SO FUNKTIONIERT DER BSCHISS
Nehmen wir als Beispiel Chef Karl Möckli. Er hat eine Schreinerei mit 25 Angestellten. Diese Leute muss er in der zweiten Säule versichern, weil das obligatorisch ist. Da ihm aber der Kopf brummt, wenn er schon nur ans komplizierte BVG denkt, kontaktiert er den Versicherungsvermittler Fritz Mischler. Der soll ihm für seine Angestellten den Anschluss an eine Pensionskasse organisieren. Mischler holt Offerten bei Kassen ein und empfiehlt eine Sammelstiftung. Möckli denkt: «Wird schon stimmen, alles paletti!» Schliesslich zahlen ja seine Mitarbeitenden die Prämien und nicht er.
Kann sein, dass die Angestellten jetzt gut versichert sind. Kann aber auch nicht sein. Denn im 850 Milliarden Franken schweren BVG-Business tummeln sich Banken, Versicherungen, Fonds und Finanzkonzerne. Ein Haifischbecken. Ihnen geht es um Umsatz und Profit, nicht um gute Renten. Broker und Vermittlerinnen spielen hier eine Schlüsselrolle. Viele Kassen zahlen ihnen üppige Provisionen dafür, dass sie Versicherte zu ihnen schleusen. «Die Leute werden herumgereicht wie auf einem Basar», sagt Urs Eicher. Als Präsident des gewerkschaftsnahen PK-Netzes kennt er die Szene und ihre Auswüchse bestens.

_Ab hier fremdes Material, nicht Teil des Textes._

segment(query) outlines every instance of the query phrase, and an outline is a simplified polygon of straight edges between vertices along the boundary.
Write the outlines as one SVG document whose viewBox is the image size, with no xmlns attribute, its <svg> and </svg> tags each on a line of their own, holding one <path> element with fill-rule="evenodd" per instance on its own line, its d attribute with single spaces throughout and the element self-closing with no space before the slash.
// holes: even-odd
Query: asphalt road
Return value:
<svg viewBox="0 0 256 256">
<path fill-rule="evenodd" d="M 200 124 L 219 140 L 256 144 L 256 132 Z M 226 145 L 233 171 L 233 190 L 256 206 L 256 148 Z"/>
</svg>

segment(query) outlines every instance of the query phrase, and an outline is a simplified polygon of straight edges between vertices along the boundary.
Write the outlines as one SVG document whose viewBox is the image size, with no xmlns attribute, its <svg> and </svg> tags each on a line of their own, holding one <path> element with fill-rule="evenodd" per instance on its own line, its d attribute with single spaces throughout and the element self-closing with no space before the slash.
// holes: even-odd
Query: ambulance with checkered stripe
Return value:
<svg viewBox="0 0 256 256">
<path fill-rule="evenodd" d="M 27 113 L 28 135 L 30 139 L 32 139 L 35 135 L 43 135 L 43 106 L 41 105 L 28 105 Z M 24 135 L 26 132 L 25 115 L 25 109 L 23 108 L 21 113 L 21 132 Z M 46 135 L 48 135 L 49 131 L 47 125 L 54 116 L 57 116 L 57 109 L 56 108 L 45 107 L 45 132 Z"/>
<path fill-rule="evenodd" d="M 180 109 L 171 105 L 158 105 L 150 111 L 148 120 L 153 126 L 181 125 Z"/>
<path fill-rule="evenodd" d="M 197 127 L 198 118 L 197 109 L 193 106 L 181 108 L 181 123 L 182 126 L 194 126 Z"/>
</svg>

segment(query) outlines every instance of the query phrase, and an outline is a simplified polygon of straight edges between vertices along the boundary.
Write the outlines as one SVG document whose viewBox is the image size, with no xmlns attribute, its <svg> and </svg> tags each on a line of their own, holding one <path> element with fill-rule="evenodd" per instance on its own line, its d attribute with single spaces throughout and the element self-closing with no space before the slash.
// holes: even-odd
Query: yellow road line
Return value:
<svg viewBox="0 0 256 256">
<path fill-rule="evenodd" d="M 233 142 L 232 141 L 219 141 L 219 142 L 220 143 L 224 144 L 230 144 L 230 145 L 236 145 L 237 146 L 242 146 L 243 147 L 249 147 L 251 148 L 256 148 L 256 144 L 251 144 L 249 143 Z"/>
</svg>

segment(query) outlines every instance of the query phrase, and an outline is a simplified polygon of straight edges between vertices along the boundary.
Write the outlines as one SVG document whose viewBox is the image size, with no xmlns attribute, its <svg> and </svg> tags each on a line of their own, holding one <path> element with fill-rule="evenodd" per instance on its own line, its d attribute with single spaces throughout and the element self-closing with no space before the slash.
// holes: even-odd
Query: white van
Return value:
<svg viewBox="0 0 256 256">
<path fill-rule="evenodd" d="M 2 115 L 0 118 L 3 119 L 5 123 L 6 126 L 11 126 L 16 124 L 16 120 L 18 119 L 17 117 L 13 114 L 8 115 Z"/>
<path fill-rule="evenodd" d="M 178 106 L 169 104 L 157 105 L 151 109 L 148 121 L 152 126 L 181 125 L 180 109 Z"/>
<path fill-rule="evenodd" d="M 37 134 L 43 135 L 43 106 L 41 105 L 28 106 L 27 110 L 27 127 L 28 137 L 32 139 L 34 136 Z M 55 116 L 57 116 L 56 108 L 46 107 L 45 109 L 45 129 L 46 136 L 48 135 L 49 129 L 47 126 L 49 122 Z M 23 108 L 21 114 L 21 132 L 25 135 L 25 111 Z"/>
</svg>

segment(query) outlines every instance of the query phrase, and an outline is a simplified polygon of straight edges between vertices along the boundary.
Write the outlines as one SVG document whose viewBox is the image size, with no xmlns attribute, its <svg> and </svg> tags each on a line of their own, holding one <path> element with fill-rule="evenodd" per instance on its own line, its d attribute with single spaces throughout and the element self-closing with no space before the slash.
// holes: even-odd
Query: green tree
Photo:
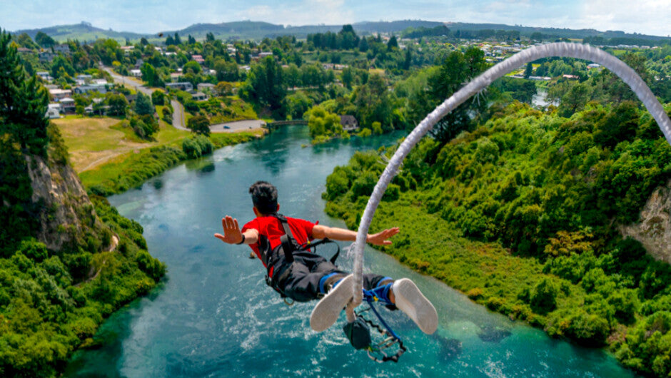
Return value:
<svg viewBox="0 0 671 378">
<path fill-rule="evenodd" d="M 54 58 L 51 67 L 51 76 L 56 78 L 61 78 L 66 73 L 69 76 L 74 75 L 74 68 L 70 61 L 61 54 Z"/>
<path fill-rule="evenodd" d="M 218 81 L 238 81 L 240 79 L 238 65 L 234 61 L 217 59 L 214 62 L 213 69 L 217 71 L 217 80 Z"/>
<path fill-rule="evenodd" d="M 343 81 L 343 85 L 348 89 L 352 88 L 352 83 L 354 82 L 354 73 L 353 70 L 353 68 L 351 67 L 346 67 L 343 70 L 343 73 L 340 75 L 340 80 Z"/>
<path fill-rule="evenodd" d="M 153 105 L 151 104 L 149 96 L 142 92 L 138 92 L 137 98 L 135 100 L 135 113 L 139 116 L 151 116 L 153 112 Z"/>
<path fill-rule="evenodd" d="M 151 103 L 153 105 L 164 105 L 166 103 L 165 93 L 161 91 L 151 92 Z"/>
<path fill-rule="evenodd" d="M 387 42 L 387 49 L 393 50 L 394 48 L 398 48 L 398 41 L 396 40 L 396 36 L 391 36 L 389 41 Z"/>
<path fill-rule="evenodd" d="M 22 148 L 46 157 L 49 95 L 36 76 L 26 79 L 11 38 L 0 31 L 0 136 L 9 133 Z"/>
<path fill-rule="evenodd" d="M 142 80 L 146 81 L 149 86 L 161 86 L 163 85 L 156 69 L 149 63 L 145 62 L 140 67 L 140 72 L 142 73 Z"/>
<path fill-rule="evenodd" d="M 340 117 L 326 111 L 321 106 L 313 107 L 305 116 L 307 117 L 308 128 L 313 139 L 320 136 L 341 135 L 343 133 Z"/>
<path fill-rule="evenodd" d="M 42 31 L 38 31 L 37 34 L 35 34 L 35 41 L 44 48 L 50 48 L 56 44 L 56 41 L 53 38 Z"/>
<path fill-rule="evenodd" d="M 182 67 L 182 72 L 184 73 L 186 73 L 188 70 L 191 70 L 193 73 L 196 73 L 196 75 L 200 73 L 201 71 L 202 71 L 201 68 L 201 65 L 198 64 L 196 61 L 189 61 L 186 62 L 186 64 Z"/>
<path fill-rule="evenodd" d="M 264 58 L 252 67 L 247 76 L 249 96 L 262 106 L 271 111 L 280 109 L 286 93 L 282 67 L 272 56 Z"/>
<path fill-rule="evenodd" d="M 108 94 L 107 105 L 109 106 L 109 114 L 113 116 L 126 116 L 128 108 L 128 100 L 122 94 Z"/>
<path fill-rule="evenodd" d="M 529 78 L 532 73 L 533 73 L 533 65 L 529 62 L 527 63 L 527 68 L 524 69 L 524 78 Z"/>
<path fill-rule="evenodd" d="M 391 128 L 393 109 L 387 83 L 382 76 L 373 73 L 365 84 L 357 87 L 353 102 L 360 125 L 370 128 L 377 121 L 383 128 Z"/>
<path fill-rule="evenodd" d="M 570 117 L 574 113 L 585 107 L 591 93 L 591 88 L 583 83 L 578 83 L 572 86 L 568 92 L 562 96 L 559 113 L 564 117 Z"/>
<path fill-rule="evenodd" d="M 210 135 L 210 120 L 205 116 L 198 115 L 191 117 L 186 123 L 186 127 L 196 134 L 202 134 L 205 136 Z"/>
<path fill-rule="evenodd" d="M 429 81 L 430 107 L 433 108 L 448 98 L 486 68 L 485 53 L 479 48 L 470 47 L 465 53 L 452 51 Z M 486 106 L 486 95 L 478 94 L 439 121 L 430 131 L 431 135 L 441 143 L 447 143 L 461 131 L 468 130 L 470 115 L 482 113 Z"/>
</svg>

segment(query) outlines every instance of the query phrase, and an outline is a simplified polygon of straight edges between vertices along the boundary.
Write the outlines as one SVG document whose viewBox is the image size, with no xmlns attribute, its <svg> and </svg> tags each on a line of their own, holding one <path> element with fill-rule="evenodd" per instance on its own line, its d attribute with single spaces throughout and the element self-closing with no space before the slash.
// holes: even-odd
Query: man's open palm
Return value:
<svg viewBox="0 0 671 378">
<path fill-rule="evenodd" d="M 216 233 L 214 237 L 228 244 L 237 244 L 242 241 L 242 233 L 238 225 L 238 220 L 229 215 L 221 218 L 221 225 L 223 227 L 223 235 Z"/>
</svg>

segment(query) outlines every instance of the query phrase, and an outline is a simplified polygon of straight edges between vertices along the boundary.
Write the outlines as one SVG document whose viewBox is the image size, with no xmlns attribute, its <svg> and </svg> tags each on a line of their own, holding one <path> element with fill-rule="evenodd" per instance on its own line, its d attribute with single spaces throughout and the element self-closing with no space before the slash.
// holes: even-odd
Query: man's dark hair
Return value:
<svg viewBox="0 0 671 378">
<path fill-rule="evenodd" d="M 256 181 L 249 187 L 252 202 L 261 213 L 274 214 L 277 212 L 277 188 L 266 181 Z"/>
</svg>

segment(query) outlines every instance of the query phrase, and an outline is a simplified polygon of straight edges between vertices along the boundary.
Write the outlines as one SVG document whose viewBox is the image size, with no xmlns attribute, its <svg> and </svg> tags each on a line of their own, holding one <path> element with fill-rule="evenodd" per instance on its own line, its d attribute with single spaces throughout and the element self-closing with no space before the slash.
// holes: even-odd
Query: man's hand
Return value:
<svg viewBox="0 0 671 378">
<path fill-rule="evenodd" d="M 392 236 L 398 233 L 398 228 L 388 228 L 383 231 L 380 231 L 376 234 L 368 234 L 366 242 L 375 245 L 389 245 L 391 240 L 388 240 Z"/>
<path fill-rule="evenodd" d="M 242 233 L 240 232 L 237 219 L 226 215 L 221 218 L 221 225 L 223 227 L 223 235 L 214 234 L 215 237 L 228 244 L 238 244 L 242 241 Z"/>
</svg>

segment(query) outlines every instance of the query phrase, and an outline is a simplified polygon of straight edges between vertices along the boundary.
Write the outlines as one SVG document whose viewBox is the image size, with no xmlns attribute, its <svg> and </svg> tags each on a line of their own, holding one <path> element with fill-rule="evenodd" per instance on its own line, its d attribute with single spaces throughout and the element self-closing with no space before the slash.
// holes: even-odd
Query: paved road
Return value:
<svg viewBox="0 0 671 378">
<path fill-rule="evenodd" d="M 235 133 L 243 130 L 261 128 L 266 125 L 266 122 L 260 119 L 248 119 L 246 121 L 236 121 L 234 122 L 224 122 L 210 126 L 210 131 L 213 133 Z M 224 128 L 223 126 L 228 126 Z"/>
<path fill-rule="evenodd" d="M 136 90 L 139 91 L 140 92 L 142 92 L 143 93 L 149 96 L 151 96 L 151 93 L 156 91 L 156 89 L 152 89 L 144 86 L 138 85 L 136 81 L 133 81 L 127 76 L 122 76 L 118 73 L 116 73 L 109 67 L 104 67 L 102 66 L 101 66 L 101 67 L 102 67 L 104 70 L 106 71 L 108 73 L 111 75 L 112 78 L 114 79 L 114 81 L 116 81 L 117 83 L 131 86 L 135 88 Z M 179 130 L 188 131 L 188 129 L 186 127 L 186 123 L 184 120 L 184 108 L 182 105 L 175 100 L 171 100 L 170 103 L 173 106 L 173 109 L 174 109 L 174 111 L 173 112 L 173 127 L 175 128 L 178 128 Z"/>
</svg>

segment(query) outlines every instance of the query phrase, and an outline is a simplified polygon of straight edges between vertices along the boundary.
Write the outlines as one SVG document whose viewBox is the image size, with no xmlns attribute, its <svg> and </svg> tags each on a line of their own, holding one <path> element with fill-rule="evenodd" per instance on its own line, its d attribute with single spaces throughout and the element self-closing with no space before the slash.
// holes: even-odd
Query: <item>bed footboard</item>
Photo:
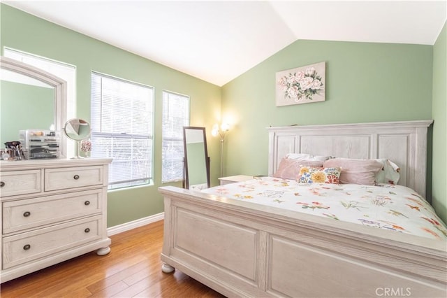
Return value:
<svg viewBox="0 0 447 298">
<path fill-rule="evenodd" d="M 228 297 L 446 297 L 445 242 L 173 187 L 161 260 Z"/>
</svg>

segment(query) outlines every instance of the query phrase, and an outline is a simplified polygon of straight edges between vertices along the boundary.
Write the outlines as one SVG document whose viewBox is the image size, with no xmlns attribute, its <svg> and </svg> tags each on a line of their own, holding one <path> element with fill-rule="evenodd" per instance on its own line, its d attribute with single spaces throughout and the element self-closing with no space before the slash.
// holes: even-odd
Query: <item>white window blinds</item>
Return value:
<svg viewBox="0 0 447 298">
<path fill-rule="evenodd" d="M 154 89 L 91 73 L 91 156 L 112 157 L 109 189 L 152 178 Z"/>
<path fill-rule="evenodd" d="M 183 127 L 189 126 L 189 97 L 163 92 L 161 182 L 183 179 Z"/>
</svg>

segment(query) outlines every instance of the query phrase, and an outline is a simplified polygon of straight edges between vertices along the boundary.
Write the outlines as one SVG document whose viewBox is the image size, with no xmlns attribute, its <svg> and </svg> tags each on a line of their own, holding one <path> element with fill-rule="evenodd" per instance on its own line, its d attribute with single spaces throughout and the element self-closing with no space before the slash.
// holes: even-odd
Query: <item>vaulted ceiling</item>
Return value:
<svg viewBox="0 0 447 298">
<path fill-rule="evenodd" d="M 298 39 L 433 45 L 444 1 L 2 1 L 221 86 Z"/>
</svg>

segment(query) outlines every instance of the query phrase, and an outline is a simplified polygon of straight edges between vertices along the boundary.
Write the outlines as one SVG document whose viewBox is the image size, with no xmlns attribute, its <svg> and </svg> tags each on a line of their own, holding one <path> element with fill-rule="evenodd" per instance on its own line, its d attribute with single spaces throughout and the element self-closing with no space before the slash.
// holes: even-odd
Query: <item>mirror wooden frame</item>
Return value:
<svg viewBox="0 0 447 298">
<path fill-rule="evenodd" d="M 52 73 L 50 73 L 37 67 L 3 56 L 0 57 L 0 69 L 6 69 L 33 78 L 54 88 L 54 129 L 60 132 L 60 157 L 65 157 L 66 156 L 66 137 L 62 131 L 66 118 L 66 82 Z"/>
<path fill-rule="evenodd" d="M 186 131 L 187 130 L 198 130 L 201 132 L 201 135 L 203 136 L 203 150 L 204 150 L 204 157 L 205 157 L 205 173 L 206 173 L 206 184 L 207 187 L 210 187 L 211 186 L 210 182 L 210 157 L 208 157 L 208 150 L 207 148 L 207 136 L 205 133 L 205 127 L 190 127 L 185 126 L 183 127 L 183 148 L 184 152 L 184 188 L 189 189 L 189 171 L 192 169 L 191 166 L 188 166 L 188 149 L 186 144 L 188 143 L 188 140 L 186 138 Z M 191 165 L 190 165 L 191 166 Z"/>
</svg>

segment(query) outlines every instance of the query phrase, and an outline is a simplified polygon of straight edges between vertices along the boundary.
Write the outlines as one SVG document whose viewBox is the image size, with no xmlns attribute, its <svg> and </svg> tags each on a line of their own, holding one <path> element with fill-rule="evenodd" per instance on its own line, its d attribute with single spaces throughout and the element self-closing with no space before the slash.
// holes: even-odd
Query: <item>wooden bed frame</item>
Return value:
<svg viewBox="0 0 447 298">
<path fill-rule="evenodd" d="M 389 158 L 425 194 L 432 121 L 270 127 L 269 174 L 289 152 Z M 446 297 L 446 242 L 174 187 L 162 270 L 228 297 Z"/>
</svg>

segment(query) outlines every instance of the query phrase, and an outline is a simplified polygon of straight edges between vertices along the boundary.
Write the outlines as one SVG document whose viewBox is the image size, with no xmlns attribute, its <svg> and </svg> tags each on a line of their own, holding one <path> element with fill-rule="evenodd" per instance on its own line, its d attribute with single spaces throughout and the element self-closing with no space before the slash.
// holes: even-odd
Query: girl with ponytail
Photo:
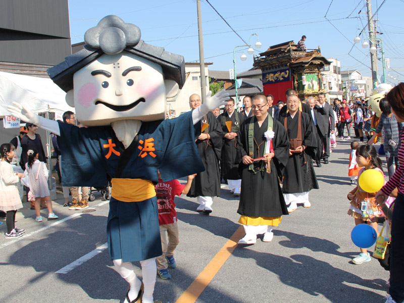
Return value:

Laut Eicher zahlen bestimmte Kassen bis zu 1000 Franken Provision pro versicherte Person. Vermittelt ein Broker ein KMU, so schenkt das schnell ein. Vor allem, wenn noch sogenannte Courtagen fliessen. Das sind jährlich wiederkehrende Honorare. Bezahlt allein dafür, dass die Versicherten bei der Kasse bleiben. Also ein Honorar fürs Nichtstun. Solche Broker, die faktisch weder unabhängig noch neutral sind, profitieren von der notorischen Intransparenz im Markt. Ihre Vermittlungsprovisionen sind nämlich in den Prämien versteckt. Arbeitnehmende haben keine Ahnung, dass sie mit ihrem Lohnabzug für die zweite Säule womöglich noch Brokertaschen füllen. Angesichts ständig sinkender Renten ein doppelter Skandal.
MILLIARDENSCHADEN
Gemäss Berechnungen fliessen 300 Millionen Franken nur wegen Provisionen und Courtagen an die Broker ab. Jährlich. Eine enorme Summe. Doch Rentenfachmann Hodel sagt: «Das ist nur die Spitze des Eisbergs, nicht alle Vorsorgewerke legen ihre Zahlen wirklich offen.»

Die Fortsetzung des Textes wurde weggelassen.